Most of the classical machine learning algorithms are working only in Euclidean spaces, but some of them could be adapted to take into account the geometry of the covariance space. This is the case for the minimum distance to mean (MDM) or any classical machine learning classifiers applied in tangent space.

Riemannian classifiers: MDM on the left and tangent space on the right.

These classifiers yield state-of-the-art results for BCI [2], [3]
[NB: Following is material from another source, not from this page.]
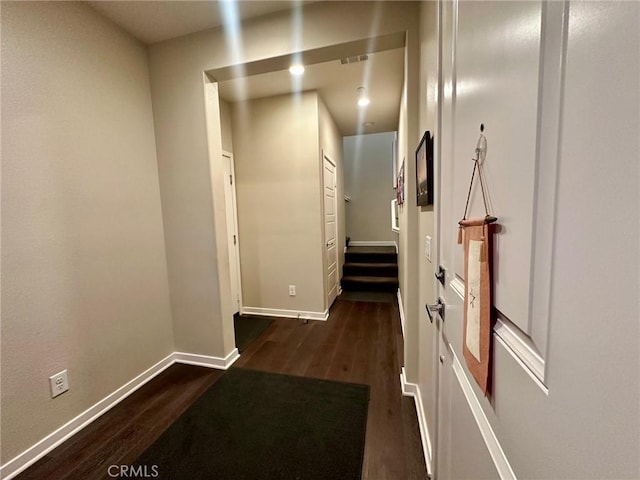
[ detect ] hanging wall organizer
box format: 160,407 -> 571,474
458,125 -> 498,394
P300 - Brain Invaders SSVEP - Exoskeleton MI - BCI IV 2a
MDM - 89.04% ± 8.79 MDM - 89.85% ± 8.0 TSLDA - 70.2% ± 17.1
SWLDA - 86.08% ± 10.05 CCA - 87.50% ± 15.1 CSPLDA - 65.1% ± 17.9
XDAWN - 86.26% ±9.96 FBCCA - 87.40% ± 15.7 SVM - 63.2% ± 15.2

In order to compare existing algorithms, a framework called MOABB allows to download EEG datasets and to evaluate existing classifiers in a few lines of Python. Testing MDM classifier on data from the BCI Competition IV and from paper from Zhou et al is simple as:

datasets = [BNCI2014001(), Zhou2016()]
paradigm = LeftRightImagery()
pipeline = {'MDM': make_pipeline(Covariances('oas'), MDM(metric='riemann'))}
evaluation = WithinSessionEvaluation(paradigm=paradigm, datasets=datasets, overwrite=True)
results = evaluation.process(pipelines) 

More complete examples are available as notebooks from the MOABB workshop in Graz 2019.

References

[1] S. Chevallier, E. K. Kalunga, Q. Barthélemy, E. Monacelli. “Review of Riemannian distances and divergences applied to SSVEP-based BCI”, Neuroinformatics, TBP.

[2] M. Congedo, A. Barachant, A. Andreev ,”A New generation of Brain-Computer Interface Based on Riemannian Geometry”, arXiv: 1310.8115, 2013.

[3] E. K. Kalunga, S. Chevallier, Q. Barthélemy, K. Djouani, E. Monacelli, Y. Hamam, “Online SSVEP-based BCI using Riemannian geometry”, Neurocomputing, vol. 191, p. 55-68, 2016.